Tant qu'une machine fonctionne physiquement avec les applications de sa génération, je n'ai rien à redire.  Et rien ne m'oblige à en changer si ce ne sont mes désirs ou besoins de modernité (ou d'affect) !

Lorsque sans rien faire ma machine perd des fonctions, là je parle d'obsolescence intentionnelle non consentie !

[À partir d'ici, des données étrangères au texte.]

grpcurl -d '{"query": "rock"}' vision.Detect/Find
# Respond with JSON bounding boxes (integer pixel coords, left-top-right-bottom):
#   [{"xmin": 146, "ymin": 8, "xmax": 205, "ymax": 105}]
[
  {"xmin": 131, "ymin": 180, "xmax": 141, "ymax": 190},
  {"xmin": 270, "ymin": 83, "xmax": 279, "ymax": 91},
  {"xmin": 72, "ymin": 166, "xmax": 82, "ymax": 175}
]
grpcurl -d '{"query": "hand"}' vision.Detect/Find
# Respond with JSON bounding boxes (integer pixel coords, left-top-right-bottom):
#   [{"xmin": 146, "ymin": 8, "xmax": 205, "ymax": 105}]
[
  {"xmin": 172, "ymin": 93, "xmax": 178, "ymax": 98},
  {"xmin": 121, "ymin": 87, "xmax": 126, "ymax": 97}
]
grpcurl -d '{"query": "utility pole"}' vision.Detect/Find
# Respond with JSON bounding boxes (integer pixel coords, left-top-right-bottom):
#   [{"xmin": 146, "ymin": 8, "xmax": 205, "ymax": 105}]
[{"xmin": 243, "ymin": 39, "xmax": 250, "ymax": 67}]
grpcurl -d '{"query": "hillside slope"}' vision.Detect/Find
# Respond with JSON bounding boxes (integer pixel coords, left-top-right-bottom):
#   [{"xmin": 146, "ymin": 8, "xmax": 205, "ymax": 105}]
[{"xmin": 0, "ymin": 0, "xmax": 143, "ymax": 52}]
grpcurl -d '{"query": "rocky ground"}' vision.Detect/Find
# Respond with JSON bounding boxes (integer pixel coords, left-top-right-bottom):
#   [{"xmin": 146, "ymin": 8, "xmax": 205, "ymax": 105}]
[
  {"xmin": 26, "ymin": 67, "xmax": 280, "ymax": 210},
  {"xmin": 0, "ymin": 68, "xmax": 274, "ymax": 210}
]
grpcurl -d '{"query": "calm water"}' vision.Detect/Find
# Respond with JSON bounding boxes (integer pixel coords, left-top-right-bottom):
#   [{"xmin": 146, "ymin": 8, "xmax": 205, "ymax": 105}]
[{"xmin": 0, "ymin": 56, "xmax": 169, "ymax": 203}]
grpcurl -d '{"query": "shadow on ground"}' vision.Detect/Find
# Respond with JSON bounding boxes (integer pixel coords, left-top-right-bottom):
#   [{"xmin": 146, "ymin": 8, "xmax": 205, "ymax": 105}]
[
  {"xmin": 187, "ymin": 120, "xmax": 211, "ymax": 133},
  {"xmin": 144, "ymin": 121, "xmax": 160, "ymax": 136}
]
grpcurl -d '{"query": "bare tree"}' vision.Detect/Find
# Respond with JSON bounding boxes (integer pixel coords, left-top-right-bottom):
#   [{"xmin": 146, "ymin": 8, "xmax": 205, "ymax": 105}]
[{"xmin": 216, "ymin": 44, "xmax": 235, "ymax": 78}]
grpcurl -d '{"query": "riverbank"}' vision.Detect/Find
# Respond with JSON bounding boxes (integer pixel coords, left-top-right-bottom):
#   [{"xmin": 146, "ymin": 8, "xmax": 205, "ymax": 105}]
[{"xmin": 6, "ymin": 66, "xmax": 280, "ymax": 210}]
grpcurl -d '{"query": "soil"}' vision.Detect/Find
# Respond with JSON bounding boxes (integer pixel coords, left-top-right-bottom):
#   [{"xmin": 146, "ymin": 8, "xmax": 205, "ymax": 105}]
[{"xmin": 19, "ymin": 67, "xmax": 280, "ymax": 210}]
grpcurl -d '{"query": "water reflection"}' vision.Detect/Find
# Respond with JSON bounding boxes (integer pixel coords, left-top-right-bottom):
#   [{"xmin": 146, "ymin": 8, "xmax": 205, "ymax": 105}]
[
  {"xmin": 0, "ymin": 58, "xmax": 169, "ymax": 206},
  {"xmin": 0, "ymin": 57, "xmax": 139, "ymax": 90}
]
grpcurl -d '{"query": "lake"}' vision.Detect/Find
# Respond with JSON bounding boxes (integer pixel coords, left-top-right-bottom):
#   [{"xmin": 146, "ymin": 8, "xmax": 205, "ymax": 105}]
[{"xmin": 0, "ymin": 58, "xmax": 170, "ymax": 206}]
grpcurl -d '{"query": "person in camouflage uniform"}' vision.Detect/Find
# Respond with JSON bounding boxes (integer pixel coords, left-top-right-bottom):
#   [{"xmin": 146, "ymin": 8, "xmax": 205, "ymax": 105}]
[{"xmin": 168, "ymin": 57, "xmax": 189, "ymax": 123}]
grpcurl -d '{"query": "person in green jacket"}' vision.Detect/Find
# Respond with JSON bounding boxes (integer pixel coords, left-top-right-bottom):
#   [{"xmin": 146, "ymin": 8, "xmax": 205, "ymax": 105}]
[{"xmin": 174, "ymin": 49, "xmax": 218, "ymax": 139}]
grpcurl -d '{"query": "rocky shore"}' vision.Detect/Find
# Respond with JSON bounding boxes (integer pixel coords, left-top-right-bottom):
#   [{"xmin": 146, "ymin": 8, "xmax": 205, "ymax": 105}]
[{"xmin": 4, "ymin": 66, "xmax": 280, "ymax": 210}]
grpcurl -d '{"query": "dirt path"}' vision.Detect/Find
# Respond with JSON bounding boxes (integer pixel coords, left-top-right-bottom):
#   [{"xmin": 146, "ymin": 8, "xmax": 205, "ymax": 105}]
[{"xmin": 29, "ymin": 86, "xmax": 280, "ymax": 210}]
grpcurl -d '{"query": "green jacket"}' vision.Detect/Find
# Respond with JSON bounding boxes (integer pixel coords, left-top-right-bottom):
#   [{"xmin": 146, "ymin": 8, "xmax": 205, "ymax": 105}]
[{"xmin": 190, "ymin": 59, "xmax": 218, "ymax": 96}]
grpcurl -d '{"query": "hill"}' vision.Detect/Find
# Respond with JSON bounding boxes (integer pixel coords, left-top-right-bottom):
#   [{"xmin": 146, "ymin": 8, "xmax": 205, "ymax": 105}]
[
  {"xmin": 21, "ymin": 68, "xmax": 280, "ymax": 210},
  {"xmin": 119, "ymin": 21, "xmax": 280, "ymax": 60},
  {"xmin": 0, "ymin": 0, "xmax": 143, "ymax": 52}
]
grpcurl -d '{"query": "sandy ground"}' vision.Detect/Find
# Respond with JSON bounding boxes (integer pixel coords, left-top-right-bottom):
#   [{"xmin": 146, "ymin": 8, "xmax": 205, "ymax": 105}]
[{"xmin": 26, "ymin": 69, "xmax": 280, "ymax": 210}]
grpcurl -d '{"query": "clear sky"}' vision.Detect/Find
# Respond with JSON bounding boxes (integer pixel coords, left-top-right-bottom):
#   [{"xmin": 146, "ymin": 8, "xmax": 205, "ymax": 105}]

Il en va ainsi dans iPhoto du bouton « MobileMe » qui ne mène plus à rien depuis iCloud.
Il en va ainsi de l'API de synchronisation supprimée dans Maverick qui rend obsolète toutes les applications qui s'en servaient.
Il en va ainsi des fonctions supprimées dans Page, Numbers, Keynote pour les rendre « compatibles » avec leurs équivalentes iOS et iCloud.
3 exemples, 3 choix délibérés d'Apple qui mettent l'utilisateur devant le fait accompli et poussent ses équipements à l'obsolescence.  Car pour suivre la logique d'Apple, il faut nécessairement du matériel récent.  Ils appellent cela « éligible » !


Toute cette dérive à débuter avec Microsoft et l'utilisation de ses clients comme « testeurs ».  Elle a pris de l'ampleur avec Google et leur versions « Béta » de Gmail, par exemple.  Elle se poursuit avec Adobe et les applications « louées » sur le cloud.  Que ferez-vous lorsqu'ils décideront de supprimer telle ou telle autre fonction qui vous est indispensable ou que vos anciens documents ressortis d'il y a cinq ans seulement mais devenus incompatibles avec la version en cours du logiciel ?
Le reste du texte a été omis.